I have just the thing for you.
The McClellan Oscillator, developed by Sherman and Marian McClellan, is a market breadth indicator primarily used for short and intermediate-term trading.
You don’t hear much talk about this one, but it’s very accurate.
It is based on the smoothed difference between the number of advancing and declining issues on the NYSE.
Let me explain...
How is the difference “smoothed”?
The oscillator is formed by subtracting the 39-day exponential moving average from the 19-day exponential moving average of net advances (that is the difference between advances and declines).
(Click any image to enlarge)
Recall that an advance/decline line tracks the net difference between advancing and declining issues on any given major index.

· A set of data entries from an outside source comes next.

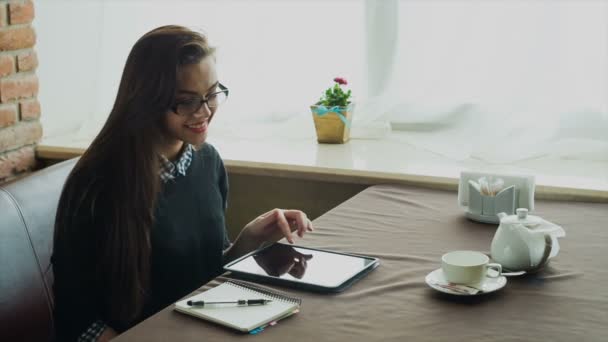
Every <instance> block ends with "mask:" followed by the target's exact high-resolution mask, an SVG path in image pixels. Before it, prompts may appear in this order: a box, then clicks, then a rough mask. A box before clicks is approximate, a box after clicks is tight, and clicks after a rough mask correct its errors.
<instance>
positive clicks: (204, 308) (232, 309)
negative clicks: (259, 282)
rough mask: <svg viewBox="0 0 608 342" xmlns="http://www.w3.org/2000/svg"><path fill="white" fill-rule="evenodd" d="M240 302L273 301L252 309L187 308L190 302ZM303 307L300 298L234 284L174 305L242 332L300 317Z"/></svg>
mask: <svg viewBox="0 0 608 342" xmlns="http://www.w3.org/2000/svg"><path fill="white" fill-rule="evenodd" d="M239 299H270V300H272V302H270V303H268V304H265V305H250V306H239V305H230V304H226V305H224V304H218V305H209V306H207V305H205V306H204V307H196V306H190V305H188V304H187V302H188V301H189V300H192V301H199V300H202V301H208V302H214V301H234V300H239ZM301 303H302V301H301V299H298V298H294V297H289V296H287V295H284V294H282V293H279V292H275V291H270V290H267V289H264V288H261V287H258V286H255V285H252V284H248V283H244V282H239V281H234V280H231V281H227V282H225V283H222V284H220V285H218V286H216V287H214V288H212V289H209V290H207V291H205V292H202V293H199V294H196V295H194V296H192V297H189V298H186V299H184V300H181V301H179V302H177V303H175V310H177V311H179V312H181V313H185V314H188V315H192V316H196V317H198V318H202V319H204V320H208V321H211V322H215V323H218V324H221V325H224V326H227V327H230V328H233V329H237V330H240V331H243V332H251V331H253V330H255V329H257V328H260V327H264V326H266V325H268V324H272V323H274V322H276V321H278V320H280V319H282V318H285V317H288V316H291V315H293V314H295V313H297V312H298V311H299V308H300V305H301Z"/></svg>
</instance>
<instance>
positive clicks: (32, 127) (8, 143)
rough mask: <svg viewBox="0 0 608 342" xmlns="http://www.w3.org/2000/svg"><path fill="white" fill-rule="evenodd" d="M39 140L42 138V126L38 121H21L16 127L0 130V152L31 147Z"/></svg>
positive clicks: (11, 127) (11, 126)
mask: <svg viewBox="0 0 608 342" xmlns="http://www.w3.org/2000/svg"><path fill="white" fill-rule="evenodd" d="M40 138H42V125H40V122H39V121H22V122H19V123H17V124H16V125H12V126H8V127H5V128H0V151H8V150H14V149H16V148H18V147H21V146H24V145H31V144H34V143H37V142H38V141H39V140H40Z"/></svg>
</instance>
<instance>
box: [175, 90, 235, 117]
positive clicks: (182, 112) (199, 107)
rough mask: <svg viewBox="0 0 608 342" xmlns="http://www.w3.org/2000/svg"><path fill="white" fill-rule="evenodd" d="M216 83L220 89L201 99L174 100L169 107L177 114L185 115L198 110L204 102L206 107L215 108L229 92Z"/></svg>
mask: <svg viewBox="0 0 608 342" xmlns="http://www.w3.org/2000/svg"><path fill="white" fill-rule="evenodd" d="M217 85H218V87H219V88H220V91H217V92H215V93H211V94H209V95H207V96H205V97H204V98H202V99H201V98H192V99H189V100H185V101H181V102H176V103H175V104H174V105H173V106H172V107H171V110H172V111H173V112H174V113H175V114H177V115H180V116H187V115H192V114H194V113H196V112H198V111H199V110H200V109H201V107H202V106H203V105H204V104H205V103H206V104H207V107H209V109H211V110H214V109H216V108H217V107H219V106H220V105H221V104H222V103H224V102H226V99H227V98H228V93H229V91H228V88H226V87H225V86H224V85H223V84H221V83H218V84H217Z"/></svg>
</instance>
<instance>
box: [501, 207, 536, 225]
mask: <svg viewBox="0 0 608 342" xmlns="http://www.w3.org/2000/svg"><path fill="white" fill-rule="evenodd" d="M515 213H516V214H515V215H509V216H506V217H504V218H503V219H501V220H500V222H501V223H506V224H510V223H519V224H523V225H524V226H527V227H534V226H538V225H540V224H541V223H542V222H543V219H542V218H540V217H538V216H534V215H528V209H527V208H517V209H516V210H515Z"/></svg>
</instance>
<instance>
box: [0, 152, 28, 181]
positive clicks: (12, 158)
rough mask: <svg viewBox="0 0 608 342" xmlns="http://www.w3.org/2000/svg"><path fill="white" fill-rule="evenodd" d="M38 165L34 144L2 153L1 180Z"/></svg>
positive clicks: (0, 156)
mask: <svg viewBox="0 0 608 342" xmlns="http://www.w3.org/2000/svg"><path fill="white" fill-rule="evenodd" d="M35 165H36V154H35V151H34V147H33V146H25V147H22V148H20V149H18V150H15V151H11V152H8V153H4V154H1V153H0V180H2V179H6V178H9V177H11V176H13V175H15V174H17V173H20V172H23V171H28V170H30V169H32V168H33V167H34V166H35Z"/></svg>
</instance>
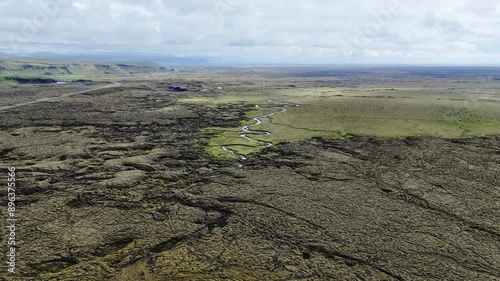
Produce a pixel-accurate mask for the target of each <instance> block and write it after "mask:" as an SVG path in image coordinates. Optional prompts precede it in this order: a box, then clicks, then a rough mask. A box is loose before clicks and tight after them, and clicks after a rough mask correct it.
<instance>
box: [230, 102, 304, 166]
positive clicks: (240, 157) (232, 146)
mask: <svg viewBox="0 0 500 281" xmlns="http://www.w3.org/2000/svg"><path fill="white" fill-rule="evenodd" d="M267 102H268V104H267V105H256V106H255V107H257V108H273V109H274V111H272V112H269V113H266V114H264V115H259V116H256V117H253V118H252V120H253V122H254V123H253V124H250V125H245V126H243V127H242V128H241V132H240V137H241V138H244V139H247V140H249V141H252V142H255V143H257V144H258V145H257V147H269V146H272V145H273V143H272V142H267V141H263V140H259V139H256V138H255V136H268V135H271V134H272V132H269V131H263V130H253V129H252V127H255V126H258V125H261V124H262V120H263V119H264V118H270V117H271V116H273V115H276V114H278V113H285V112H286V111H287V108H289V107H298V106H300V105H298V104H295V103H291V102H288V101H280V102H278V103H275V102H274V101H273V100H268V101H267ZM234 146H244V147H248V145H245V144H226V145H223V146H222V149H223V150H224V151H226V152H227V153H229V154H233V155H239V156H240V159H241V160H247V158H246V157H245V155H242V154H238V153H237V152H236V151H234V150H232V149H231V148H230V147H234Z"/></svg>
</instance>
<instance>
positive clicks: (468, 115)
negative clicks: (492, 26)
mask: <svg viewBox="0 0 500 281" xmlns="http://www.w3.org/2000/svg"><path fill="white" fill-rule="evenodd" d="M398 86H399V87H394V88H393V87H380V86H378V87H377V86H371V87H353V88H346V87H344V88H325V87H322V88H295V87H294V88H286V89H283V88H279V89H269V88H266V89H257V90H253V91H249V90H248V89H246V88H241V89H228V90H227V91H224V92H220V93H218V94H217V95H215V96H204V95H199V96H196V97H193V98H190V99H184V100H181V101H180V102H181V103H203V104H206V105H210V104H225V103H245V104H252V105H270V104H272V103H270V102H269V100H272V101H273V102H274V103H275V104H280V102H282V101H286V102H291V103H296V104H299V105H300V106H299V107H289V108H288V109H287V111H286V112H284V113H277V114H275V115H274V116H271V117H269V118H263V119H262V121H263V123H262V124H260V125H258V126H253V127H251V129H252V130H264V131H270V132H272V134H271V135H252V134H249V136H251V137H252V138H254V139H258V140H262V141H265V142H272V143H273V144H279V143H283V142H295V141H300V140H304V139H308V138H312V137H318V136H321V137H326V138H333V139H346V138H349V136H350V135H363V136H375V137H381V138H403V137H409V136H437V137H444V138H464V137H472V136H486V135H498V134H500V93H499V94H498V96H497V95H496V93H498V91H496V92H495V91H492V90H491V88H489V89H487V90H484V89H483V90H484V91H483V92H478V91H477V88H475V87H474V85H469V86H465V87H464V86H463V85H461V86H462V87H461V88H460V89H458V90H457V89H456V88H453V87H449V86H448V85H444V86H440V85H433V86H432V87H421V86H420V87H419V86H418V85H411V84H409V85H398ZM490 86H491V85H490ZM483 87H484V86H483ZM272 111H278V110H277V109H272V108H256V109H255V110H251V111H249V112H247V115H246V116H247V119H246V120H242V122H241V125H240V126H239V127H237V128H231V129H227V128H208V129H209V130H216V131H218V132H219V135H218V137H216V138H213V139H211V140H210V142H209V144H208V146H207V147H206V151H208V152H209V153H211V154H213V155H215V156H218V157H229V158H235V157H237V156H235V155H231V154H228V153H227V152H225V151H224V150H222V148H221V147H222V146H227V147H229V148H231V149H232V150H234V151H235V152H237V153H239V154H243V155H248V154H251V153H253V152H257V151H259V150H261V149H262V148H263V146H262V145H260V144H258V143H256V142H252V141H250V140H247V139H244V138H241V137H240V134H241V133H242V131H241V127H242V126H244V125H251V124H253V123H254V122H253V121H252V118H253V117H256V116H259V115H262V114H266V113H269V112H272ZM236 144H238V145H244V146H237V145H236Z"/></svg>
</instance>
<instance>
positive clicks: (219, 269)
mask: <svg viewBox="0 0 500 281" xmlns="http://www.w3.org/2000/svg"><path fill="white" fill-rule="evenodd" d="M200 83H201V82H200ZM207 83H208V82H207ZM194 84H196V83H194ZM194 84H193V85H194ZM208 84H209V83H208ZM189 86H190V85H189V84H188V85H186V82H185V81H174V80H172V81H164V82H160V81H153V82H151V81H144V82H134V83H126V82H122V83H121V84H119V85H116V87H113V88H106V89H100V90H96V91H91V92H87V93H84V94H81V95H75V96H71V97H68V98H65V99H61V100H56V101H53V102H42V103H37V104H32V105H29V106H26V107H18V108H12V109H10V110H6V111H4V112H0V114H1V115H2V117H1V118H2V122H1V124H0V127H1V132H0V140H1V143H2V147H1V151H0V157H1V160H2V161H1V165H2V168H3V169H4V170H5V171H6V168H7V167H11V166H14V167H16V169H17V172H18V174H17V176H16V177H17V185H18V190H17V193H18V194H17V197H18V198H17V206H18V210H17V216H18V217H19V222H18V232H17V233H16V235H17V239H18V244H19V249H18V250H19V252H18V267H17V269H18V271H19V272H20V273H18V275H3V276H4V277H1V276H2V274H0V279H2V280H14V279H13V277H22V278H25V279H26V280H29V279H28V278H31V279H32V280H500V274H499V272H500V262H499V261H500V205H499V202H500V174H499V171H500V146H499V144H500V138H499V137H485V138H470V139H462V140H449V139H438V138H429V137H426V138H423V137H422V138H407V139H383V140H382V139H374V138H368V137H354V138H352V139H350V140H345V141H336V140H328V139H322V138H315V139H311V140H307V141H303V142H301V143H287V144H282V145H279V146H276V147H272V148H269V149H265V150H263V151H262V152H261V153H259V154H258V155H254V156H252V157H251V158H250V159H249V160H247V161H246V162H242V163H240V162H238V161H233V160H223V159H215V158H213V157H212V156H210V155H208V154H207V153H205V152H204V151H203V147H204V145H205V144H206V143H207V142H208V139H209V138H210V137H212V134H213V132H207V131H203V130H200V129H202V128H206V127H211V126H214V127H235V126H238V124H239V121H240V120H242V119H244V114H245V111H246V110H249V109H250V107H251V105H219V106H215V107H214V106H211V107H206V106H204V105H201V104H200V105H187V104H178V103H177V102H176V101H177V99H179V98H185V97H188V96H189V95H190V94H191V93H190V92H189V91H188V92H182V93H173V92H171V91H169V89H170V87H187V88H189ZM209 86H210V85H204V87H208V88H209ZM21 87H34V86H25V85H23V86H21ZM192 87H198V86H192ZM241 164H243V167H240V165H241ZM5 173H7V171H6V172H5ZM3 190H5V188H4V189H3ZM3 194H4V193H3ZM0 201H1V204H2V206H6V204H7V202H6V196H2V198H1V200H0ZM3 216H4V211H3V210H2V217H3ZM6 235H7V231H6V228H3V237H4V238H5V237H6ZM2 245H6V242H5V239H4V241H2ZM5 247H6V246H5ZM2 264H3V265H2V266H3V268H4V269H3V272H6V267H5V263H2Z"/></svg>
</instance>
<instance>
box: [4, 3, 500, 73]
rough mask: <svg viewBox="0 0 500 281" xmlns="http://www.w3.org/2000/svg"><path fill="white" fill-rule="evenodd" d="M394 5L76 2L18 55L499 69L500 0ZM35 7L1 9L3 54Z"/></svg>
mask: <svg viewBox="0 0 500 281" xmlns="http://www.w3.org/2000/svg"><path fill="white" fill-rule="evenodd" d="M47 1H55V0H47ZM391 1H395V0H373V1H362V0H337V1H331V0H309V1H300V0H273V1H267V0H241V1H234V0H183V1H177V0H153V1H132V0H113V1H110V2H103V1H98V0H78V1H74V2H72V5H67V6H61V9H60V11H59V12H58V13H57V15H56V16H54V17H50V18H49V21H48V23H47V24H46V25H45V26H43V27H41V28H39V29H38V30H37V31H36V32H35V35H34V36H33V37H32V38H30V39H29V40H22V41H19V42H20V43H19V44H17V45H15V46H16V48H19V49H24V50H34V49H35V50H36V49H37V48H38V50H39V51H57V50H62V49H64V50H67V51H68V50H69V51H71V49H72V48H74V49H75V50H76V49H78V50H81V49H84V50H94V49H95V50H97V49H113V50H128V51H133V50H144V51H152V52H153V51H155V52H158V51H161V52H162V53H169V54H181V53H182V54H185V55H191V56H211V57H221V58H226V59H228V60H229V59H240V60H246V61H258V62H264V61H266V60H271V59H272V60H273V61H278V62H279V61H282V62H289V63H293V62H295V61H302V62H308V61H310V62H329V63H344V62H346V58H345V56H347V57H349V58H350V59H351V60H352V61H355V62H390V63H394V62H398V61H401V60H402V58H404V59H405V62H408V61H410V62H453V56H456V57H457V58H459V57H460V58H461V59H460V60H459V61H460V62H465V61H464V60H463V58H464V57H465V58H467V59H468V60H469V61H470V62H486V63H491V62H497V63H500V44H499V43H500V21H499V18H500V4H499V3H500V2H498V1H497V0H474V1H473V0H443V1H435V0H420V1H410V0H399V1H400V2H401V7H402V9H401V11H400V12H398V13H393V14H390V18H384V15H387V11H388V7H389V4H390V3H391ZM3 3H7V2H3ZM39 3H40V2H39V1H35V0H19V1H16V2H15V3H14V2H12V3H11V4H10V5H9V6H5V7H8V8H9V9H8V10H7V8H3V9H0V25H1V26H2V30H1V31H0V51H2V50H3V51H9V48H10V47H9V46H13V44H11V43H12V42H11V41H12V36H11V35H12V34H14V35H17V36H19V34H21V33H22V30H23V28H24V25H25V24H26V22H29V21H31V20H32V18H33V16H34V15H35V14H36V13H39V12H40V11H43V9H41V8H40V4H39ZM216 3H218V5H216ZM221 4H222V6H221ZM217 7H224V8H223V9H222V10H221V9H217ZM35 42H36V44H35ZM342 44H343V46H344V47H345V46H347V47H345V48H344V50H342V49H341V48H340V47H341V45H342ZM42 46H43V47H42ZM257 47H258V48H257ZM10 51H12V49H10ZM457 60H458V59H457Z"/></svg>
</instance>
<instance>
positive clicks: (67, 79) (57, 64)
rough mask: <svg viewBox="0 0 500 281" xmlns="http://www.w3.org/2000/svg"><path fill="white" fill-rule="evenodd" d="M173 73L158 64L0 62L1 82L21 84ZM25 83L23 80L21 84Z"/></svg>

(For more on advances and declines see "How to Be the First to Spot Changing Trends" here.)
Recall also that, unlike the simple moving average, the exponential moving average (EMA) works by weighting the most recent data more heavily, and the older data progressively less heavily.
This indicator basically shows whether the momentum of the advance/decline line is increasing or decreasing.
The McClellan Oscillator is an excellent indicator for timing entry and exit points, and I’m surprised that it’s not offered for free just about anywhere.
The divergence between the two MAs is negative when the number is declining during a bull market. It signals a weakening in a bull market that is likely to at least correct.
The divergence is positive when this number is advancing in a bear market. It signals a strengthening of the market that might soon bring the bear market to an end.
In the historical chart, below, you can see that leading up to the sharp correction in February of 2007, the McClellan Oscillator made lower tops and lower lows, indicating a weakening bull market.
You can also see a channel of lower tops and lower lows leading up to the next correction in June.
Crossings above the zero line are positive signals that suggest money is coming into the market. They happen when the shorter term (19-day) moving average crosses above the longer term (39-day) moving average. These are considered short to intermediate-term buy signals.
Crossings below the zero line are negative signals that suggest money is coming out of the market, and are considered short to intermediate-term sell signals.
Readings above +70 up to +100 range from overbought to extremely overbought. Conversely, readings below-70 to-100 range from oversold to extremely oversold.
Traders anticipate a downward price correction when the McClellan Oscillator is above 70 and look for a relief rally when the McClellan Oscillator is below -70.
Buy signals are given when the Oscillator first drops into the oversold area of -70 to - 100 and then turns up. Sell signals are given when it first rises into the overbought area of +70 to +100 and then turns down.
Don’t make the mistake of taking extreme readings alone as buy or sell signals. They only become buy or sell signals when the oscillator reverses from extreme levels.
You can see below that the McClellan Oscillator also signaled a market reversal when it dipped below -70 and turned back up.
Just as the A/D ratio remains constant over time as the number of issues that are traded on the particular index change, the “ratio adjusted” McClellan Oscillator calculation remains constant for the same reason.
This ratio is calculated by subtracting declines from advances, and dividing the result by the total of advances plus declines.
So if you're looking to master the art of timing entrances and exits... this indicator is just right.